Originario dell'Olanda, padre van der Lugt vive in Medio Oriente ormai da cinquant'anni: è in Siria dal 1966, dopo un primo breve periodo trascorso in Libano a imparare l'arabo. Ci arrivò con un un'esperienza umana del tutto particolare: quella di un religioso che è anche psicoterapeuta; una competenza rivelatasi preziosa nel gettare ponti di pace e di comprensione reciproca tra cristiani e musulmani.
A Homs - a partire dagli anni Ottanta - padre van der Lugt ha dato vita al progetto Al Ard (“la terra”), un centro sorto su una collina a pochi chilometri dalla città. Un progetto di sviluppo agricolo, un luogo dello spirito (ospitava ritiri che padre Frans stesso predicava) e insieme un'icona del dialogo possibile tra uomini e donne di religioni diverse.
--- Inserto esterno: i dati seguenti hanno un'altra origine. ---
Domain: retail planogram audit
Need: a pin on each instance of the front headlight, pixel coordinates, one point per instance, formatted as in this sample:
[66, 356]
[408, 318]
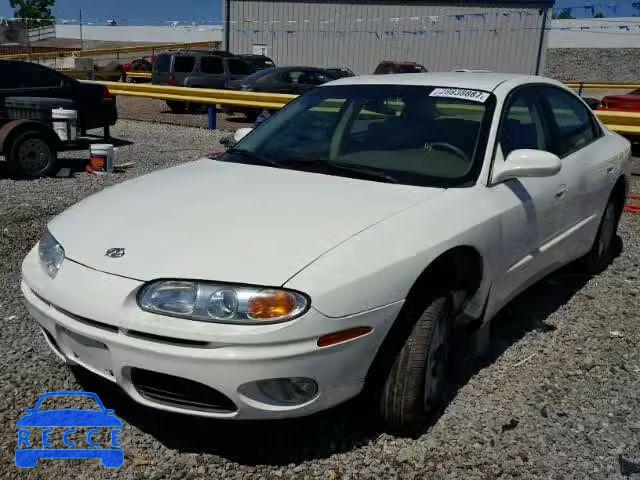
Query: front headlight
[51, 254]
[218, 302]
Un centro che dal 2000 era divenuto anche un segno importante di solidarietà, aprendo le porte a una quarantina di ragazzi con handicap mentale, provenienti dai villaggi vicini. Anche loro sono stati coinvolti nelle attività agricole e in questo modo valorizzati nella loro dignità di persone.
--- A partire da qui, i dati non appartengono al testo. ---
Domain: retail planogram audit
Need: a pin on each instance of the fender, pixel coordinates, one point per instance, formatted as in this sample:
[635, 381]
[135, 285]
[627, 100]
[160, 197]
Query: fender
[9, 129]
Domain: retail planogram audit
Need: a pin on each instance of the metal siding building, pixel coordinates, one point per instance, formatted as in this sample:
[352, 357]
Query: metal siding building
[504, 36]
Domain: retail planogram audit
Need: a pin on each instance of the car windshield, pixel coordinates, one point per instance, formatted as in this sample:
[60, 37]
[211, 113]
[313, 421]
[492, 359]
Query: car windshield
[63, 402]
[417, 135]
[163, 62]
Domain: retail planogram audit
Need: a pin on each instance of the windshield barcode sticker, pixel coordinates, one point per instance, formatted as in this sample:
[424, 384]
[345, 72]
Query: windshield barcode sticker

Ma questa era la quotidianità della vita di padre van der Lugt prima che l'anno scorso il dramma della guerra si abbattesse anche su Homs. Da allora - infatti - la frontiera di questo gesuita olandese è tornato a essere Bustan el-Diwan, il quartiere della parte vecchia della città dove abitavano i cristiani. Quello da cui chi poteva è fuggito già quando erano gli islamisti ad avanzare ed era diventato il cuore della battaglia con le truppe di Assad. Padre Frans, invece, ha scelto di restare lì, nello storico collegio dei gesuiti, per prendersi cura dei più deboli rimasti nel quartiere. A loro ha aperto le porte della sua casa - un luogo non risparmiato dai colpi dell'artiglieria dell'esercito siriano -, prendendosi cura delle sofferenze del corpo e dello spirito che una guerra lascia sempre dietro di sé.
Già nel giugno 2012, durante i giorni più duri della prima offensiva, i gesuiti avevano perso i contatti con padre van der Lugt: in quelle ore era palpabile il timore che le milizie di Jabat al Nusra, conquistato Bustan el-Diwan, non avessero risparmiato quella comunità. Invece così non è stato, grazie anche alla capacità di padre Frans di coltivare relazioni di amicizia con gli imam locali. Oggi - però - la situazione si è capovolta: ora è l'esercito di Assad che sta cercando di riconquistare Homs. Con le milizie ribelli asserragliate nella parte vecchia della città, dove vivono 400 mila persone. E con un gesuita olandese con la passione per la psicologia sempre lì nel mezzo, a prendersi cura comunque di chi è più debole nel cuore lacerato della Siria di oggi.